6 case of the generalization: for all x, (Ax→Bx), any instance of the form (Ai & ~Bi) is in direct contradiction. Therefore the only way to establish the truth of: for all x, (Ax→Bx) is to show that (Ai & ~Bi) cannot exist. In the case of the Ravens paradox, one must show that a non-black raven does not exist. There are three ways that this can be achieved:

a) By only looking for things with both the properties of being a raven and not being black (Ri & ~Bi). In this case every observation will be a disconfirming instance.

b) By only looking for things with the property of being a raven (Ri). In this case, of all the ravens observed only the ones with the property of being not black will be disconfirming instances. All the observed ravens that have the property of being black are counted as being confirming instances of the generalisation.

c) By only looking for things with the property of not being black (~Bi). In this case, of all the non-black things observed only the ones with the property of being a raven (Ri) will be disconfirming instances. All the observed non-black things that have the property of being ravens are counted as being confirming instances.

Rational action states that the best choice is the one that is most efficient towards achieving a given goal. In this case the goal is to find whether any instance of (Ri & ~Bi) exists. Option (a) requires the least amount of counting so it would seem that this is the rational course of action to take. There is one drawback to this approach however, because there is no feedback on the probability of the generalisation. The other two approaches give a degree of probability, whereas option (a) can only deny. Of the two options (b) and (c) it is rational to choose the option that will involve the least amount of observations to establish its truth. That is the option that has the least total of individuals.

Every observation from this option will have a greater confirming degree than the other option because the confirming degree is one divided by the total to be counted. In the case of the generalisation that ‘all ravens are black’ the most efficient method is option

7 (b), to count everything with property of being a raven. This decision lies on the assumption that there are more non-black things than ravens.

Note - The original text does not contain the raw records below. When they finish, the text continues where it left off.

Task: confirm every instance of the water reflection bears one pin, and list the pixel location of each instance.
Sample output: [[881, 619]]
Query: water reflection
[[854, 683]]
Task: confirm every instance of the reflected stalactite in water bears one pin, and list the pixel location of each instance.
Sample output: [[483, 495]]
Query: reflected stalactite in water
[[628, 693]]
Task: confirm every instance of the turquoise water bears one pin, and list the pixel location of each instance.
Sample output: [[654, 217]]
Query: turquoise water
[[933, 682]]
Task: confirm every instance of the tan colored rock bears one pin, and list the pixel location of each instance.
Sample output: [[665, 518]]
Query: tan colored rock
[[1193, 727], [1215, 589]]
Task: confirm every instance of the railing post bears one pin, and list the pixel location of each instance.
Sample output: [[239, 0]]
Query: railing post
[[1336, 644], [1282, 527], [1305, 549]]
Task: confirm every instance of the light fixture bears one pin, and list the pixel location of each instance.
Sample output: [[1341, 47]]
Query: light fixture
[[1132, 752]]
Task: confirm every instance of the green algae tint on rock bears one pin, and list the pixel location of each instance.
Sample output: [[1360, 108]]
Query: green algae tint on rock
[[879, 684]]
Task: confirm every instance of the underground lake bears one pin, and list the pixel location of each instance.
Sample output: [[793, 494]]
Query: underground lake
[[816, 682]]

The generalisation that ‘there are no elephants in my kitchen’ is equivalent to the generalisation that ‘all elephants are not in my kitchen’ and can be formulated as: for all x, (Ex→~Kx). Likewise this can be confirmed by counting elephants or by counting things in my kitchen. It is obvious that in this case the rational action is to count all the things in my kitchen. Surely once I have counted all the things in my kitchen and found none of them to be elephants I can state that the generalisation ‘there are no elephants in my kitchen’ as confirmed. That is to say that each individual instance of (~Ei & Ki) is a confirming instance.

Conclusion

What I have, in effect, attempted to show is that the common sense view is incorrect and not Hempel’s argument. Of course a white shoe is only a confirming instance of the generalisation that ‘all ravens are black’ if it is not known that all ravens are birds. I have also tried to show that there is a clear distinction between the construction of a generalisation and the confirming of that generalisation. What is left of the paradox is a common sense view against Hemple's argument with no valid reasoning to back it up.

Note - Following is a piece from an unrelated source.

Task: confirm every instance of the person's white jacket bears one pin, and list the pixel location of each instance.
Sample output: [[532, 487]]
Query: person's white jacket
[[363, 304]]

Thus there is no paradox and Hempel's reasoning can be held to be true.

8 References

Bartha, P. (2008) Lecture Notes - Phil 460. University of British Columbia, http://www.philosophy.ubc.ca/faculty/bartha/p460f08/p460ovh2.pdf

Hempel, C. (1945) ‘Studies in the Logic of Confirmation,’ pp. 3-46 of C. Hempel Aspects of Scientific Explanation, New York: Free Press (1965).

Nicod, J. (1923) ‘The Logical Problem of Induction,’ translated by Woods in J. Nicod Geometry and Induction, Berkeley: University of California (1970).

Sainsbury, R. M. (1995) Paradoxes, (2nd ed.) New York: Cambridge University Press.